The still-dominant yet deeply troubled main power utility PPC, burdened by an alarming unpaid receivables problem as well as bailout-required market share contraction targets and lignite unit sales, will face yet another challenge over the next few months when its board is subject to the appraisal of the country’s Public Holding Company (EDIS), to serve as a subsidiary of Greece’s new privatization superfund (EESYP) expected to be established by the end of the year.
A total of 15 state utilities, including 34 percent of PPC held by the Greek State, will be transferred to the EDIS fund, whose role will be to seek ways of improving utility performances as an effort to prevent their privatizations.
The Greek State’s other 17 percent of PPC is already controlled by TAIPED, the existing state privatization fund being incorporated into the overall structure of the new superfund.
Once established, the EDIS fund’s first task will be to appraise the administrations of all utilities under its control and appoint new administrations wherever it deems changes are necessary.
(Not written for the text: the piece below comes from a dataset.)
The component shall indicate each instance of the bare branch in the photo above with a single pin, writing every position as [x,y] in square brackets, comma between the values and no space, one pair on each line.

These evaluations are expected to be strict.
Ourania Ekaterinari, manager of EEDYP, the new privatization superfund, is well acquainted with PPC as she served as the utility’s deputy chief between 2010 and 2015.
The boards of all utilities, including that of PPC, will be judged based on their results to date and scope of future challenges, which are enormous at the power utility.
The EDIS fund’s appraisals of utility boards will coincide with PPC’s bailout-required sale of lignite facilities, constituting 40 percent of total capacity.
PPC’s unpaid receivables figure stands at 2.5 billion euros while first-half performance figures were poor. PPC posted a first-half net profit drop of 74.8 percent, down to 14.4 million euros from 57.1 million euros in the equivalent period last year.